The machine-readable media may comprise a number of software modules. The software modules may include a transmission module and a receiving module. Each software module may reside in a single storage device or be distributed across multiple storage devices. By way of example, a software module may be loaded into RAM from a hard drive when a triggering event occurs. During execution of the software module, the processor may load some of the instructions into cache to increase access speed. One or more cache lines may then be loaded into a special purpose register file for execution by the processor. When referring to the functionality of a software module below, it will be understood that such functionality is implemented by the processor when executing instructions from that software module. Furthermore, it should be appreciated that aspects of the present disclosure result in improvements to the functioning of the processor, computer, machine, or other system implementing such aspects.

If implemented in software, the functions may be stored or transmitted over as one or more instructions or code on a computer-readable medium. Computer-readable media include both computer storage media and communication media including any storage medium that facilitates transfer of a computer program from one place to another. Additionally, any connection is properly termed a computer-readable medium. For example, if the software is transmitted from a website, server, or other remote source using a coaxial cable, fiber optic cable, twisted pair, digital subscriber line (DSL), or wireless technologies such as infrared (IR), radio, and microwave, then the coaxial cable, fiber optic cable, twisted pair, DSL, or wireless technologies such as infrared, radio, and microwave are included in the definition of medium. Disk and disc, as used herein, include compact disc (CD), laser disc, optical disc, digital versatile disc (DVD), floppy disk, and Blu-ray® disc where disks usually reproduce data magnetically, while discs reproduce data optically with lasers. Thus, in some aspects computer-readable media may comprise non-transitory computer-readable media (e.g., tangible media). In addition, for other aspects computer-readable media may comprise transitory computer-readable media (e.g., a signal). Combinations of the above should also be included within the scope of computer-readable media.

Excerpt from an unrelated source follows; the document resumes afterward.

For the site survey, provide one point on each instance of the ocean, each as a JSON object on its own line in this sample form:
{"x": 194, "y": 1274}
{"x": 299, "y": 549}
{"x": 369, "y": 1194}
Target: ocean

Thus, certain aspects may comprise a computer program product for performing the operations presented herein. For example, such a computer program product may comprise a computer-readable medium having instructions stored (and/or encoded) thereon, the instructions being executable by one or more processors to perform the operations described herein. For certain aspects, the computer program product may include packaging material.

Further, it should be appreciated that modules and/or other appropriate means for performing the methods and techniques described herein can be downloaded and/or otherwise obtained by a user terminal and/or base station as applicable. For example, such a device can be coupled to a server to facilitate the transfer of means for performing the methods described herein. Alternatively, various methods described herein can be provided via storage means, such that a user terminal and/or base station can obtain the various methods upon coupling or providing the storage means to the device. Moreover, any other suitable technique for providing the methods and techniques described herein to a device can be utilized.

It is to be understood that the claims are not limited to the precise configuration and components illustrated above. Various modifications, changes, and variations may be made in the arrangement, operation, and details of the methods and apparatus described above without departing from the scope of the claims.